Permintaan itu ditolak dan senjata api jenis revolver kalilber 38 milik Briptu W pun meletus.

Polda Metro Jaya menyatakan Bachrudin tewas seketika dengan luka tembak di dada.

"Apa yang dilakukan anggota Brimob ini satu teror bagi masyarakat karena itu sangat pantas menurut kita jika ia dijatuhi hukuman maksimal bahkan hukuman mati," kata Neta.

"Orang yang ia tembak adalah anggota pengamanan sipil dan tidak bersenjata, kami menilai ada kelainan jiwa dari anggota Brimob ini," kata Neta.

Pertengkaran

Image caption Kapolri Sutarman diminta menyeleksi ulang anggota polisi yang berhak membawa senjata api

Kabid Humas Polda Metro Jaya Kombes Rikwanto dalam keterangan pers menceritakan kronologi peristiwa tersebut.

Menurut Rikwanto, awalnya adalah pertengkaran antara tersangka dan korban. Briptu W datang ke ruko tetapi korban tidak berada di tempat karena sedang ke kamar kecil.

"Tak lama kemudian datang, lalu dimarahi dan disuruh push-up tapi karena satpam ini merasa tidak bersalah maka ia menolak melaksanakannya, lalu timbul amarah dari pelaku," kata Rikwanto.

"Kemudian tersangka mencabut pistol maksudnya untuk menakut-nakuti tapi tiba-tiba pistol menyalak," tambahnya.

Briptu W, menurut Rikwanto, melaporkan perbuatannya ke kesatuannya di Mako Brimob Kelapa Dua.

Siapa layak pegang senjata?

Seorang anggota Brimob tidak selayaknya membawa senjata api selama 24 jam kecuali ia sedang bertugas di daerah konflik, kata Neta.

Ia menghimbau Kapolri Jenderal Sutarman tegas menetapkan anggota yang berhak membawa senjata api.

"Bercermin dari kasus ini sudah saatnya Kapolri baru Sutarman menseleksi ulang anggota yang berhak membawa senjata api karena polisi yang menderita gangguan jiwa tidak diperkenankan membawa senjata api," kata Neta.

"Menurut standarnya, anggota yang berhak membawa senjata 24 jam adalah reserse karena ia menumpas kejahatan atau mengusut sebuah kasus tapi Brimob kecuali ia ditugaskan di tempat konflik atau daerah rawan, ia tidak berhak membawa senjata selama 24 jam dan begitu selesai bertugas senjata itu harus dikembalikan ke satuannya," ujarnya.

Ia menyayangkan pengawasan dari polisi yang dinilainya teledor sehingga anggota polisi bisa bertindak sewenang-wenang tanpa peri kemanusiaan.
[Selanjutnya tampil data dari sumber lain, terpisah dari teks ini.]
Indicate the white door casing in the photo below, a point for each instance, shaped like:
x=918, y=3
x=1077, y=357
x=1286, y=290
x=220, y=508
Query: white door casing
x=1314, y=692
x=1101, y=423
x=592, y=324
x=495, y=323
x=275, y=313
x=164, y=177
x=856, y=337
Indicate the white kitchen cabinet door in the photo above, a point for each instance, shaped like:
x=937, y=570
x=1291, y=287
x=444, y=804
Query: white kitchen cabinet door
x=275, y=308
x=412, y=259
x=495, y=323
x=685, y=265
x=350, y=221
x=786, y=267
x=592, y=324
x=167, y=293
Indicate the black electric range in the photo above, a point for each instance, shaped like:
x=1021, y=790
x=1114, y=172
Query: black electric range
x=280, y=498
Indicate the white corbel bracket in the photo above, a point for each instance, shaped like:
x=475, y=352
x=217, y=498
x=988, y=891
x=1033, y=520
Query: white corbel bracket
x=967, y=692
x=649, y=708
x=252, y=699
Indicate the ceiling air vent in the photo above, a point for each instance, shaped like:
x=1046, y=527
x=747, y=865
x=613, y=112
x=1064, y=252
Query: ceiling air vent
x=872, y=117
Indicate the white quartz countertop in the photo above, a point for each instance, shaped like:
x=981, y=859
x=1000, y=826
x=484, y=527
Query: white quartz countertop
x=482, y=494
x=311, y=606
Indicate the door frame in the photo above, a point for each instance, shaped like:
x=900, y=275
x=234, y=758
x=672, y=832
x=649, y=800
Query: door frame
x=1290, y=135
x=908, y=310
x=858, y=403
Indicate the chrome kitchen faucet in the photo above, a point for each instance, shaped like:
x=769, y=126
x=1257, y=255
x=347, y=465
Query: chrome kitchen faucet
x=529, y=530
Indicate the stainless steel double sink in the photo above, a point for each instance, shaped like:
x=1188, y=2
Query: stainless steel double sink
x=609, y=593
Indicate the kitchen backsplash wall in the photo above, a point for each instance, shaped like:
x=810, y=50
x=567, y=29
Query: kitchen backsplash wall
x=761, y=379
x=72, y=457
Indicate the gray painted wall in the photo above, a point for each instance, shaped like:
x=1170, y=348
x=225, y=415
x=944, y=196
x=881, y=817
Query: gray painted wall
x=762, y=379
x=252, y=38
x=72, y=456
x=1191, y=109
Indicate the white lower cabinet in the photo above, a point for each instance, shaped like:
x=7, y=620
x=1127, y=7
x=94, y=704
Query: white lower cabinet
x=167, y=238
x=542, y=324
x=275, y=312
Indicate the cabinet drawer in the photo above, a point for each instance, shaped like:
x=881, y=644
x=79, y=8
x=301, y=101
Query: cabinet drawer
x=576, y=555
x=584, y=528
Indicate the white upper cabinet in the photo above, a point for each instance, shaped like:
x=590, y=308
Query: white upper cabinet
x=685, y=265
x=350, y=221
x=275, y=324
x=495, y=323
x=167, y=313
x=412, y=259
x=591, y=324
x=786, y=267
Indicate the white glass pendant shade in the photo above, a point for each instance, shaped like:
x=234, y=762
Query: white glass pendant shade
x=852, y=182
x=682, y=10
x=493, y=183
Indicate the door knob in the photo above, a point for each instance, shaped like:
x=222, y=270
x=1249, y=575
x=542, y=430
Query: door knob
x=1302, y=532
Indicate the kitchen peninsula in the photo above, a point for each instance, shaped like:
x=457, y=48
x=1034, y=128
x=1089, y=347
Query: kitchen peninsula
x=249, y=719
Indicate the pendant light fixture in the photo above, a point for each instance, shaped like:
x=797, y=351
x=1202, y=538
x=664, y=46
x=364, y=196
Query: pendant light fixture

"Ironis sekali ketika polisi masih berusaha menangkap pelaku penembakan terhadap sejumlah anggotanya, anggota korps kepolisian justru melakukan penembakan terhadap sipil," kata Neta di akhir wawancara.

Kasus ini ditangani oleh Polres Metro Jakarta Barat. Jenazah Satpam Bachrudin sendiri telah dimakamkan oleh keluarganya.

Ia meninggalkan seorang istri dan dua orang anak yang duduk di bangku SMA.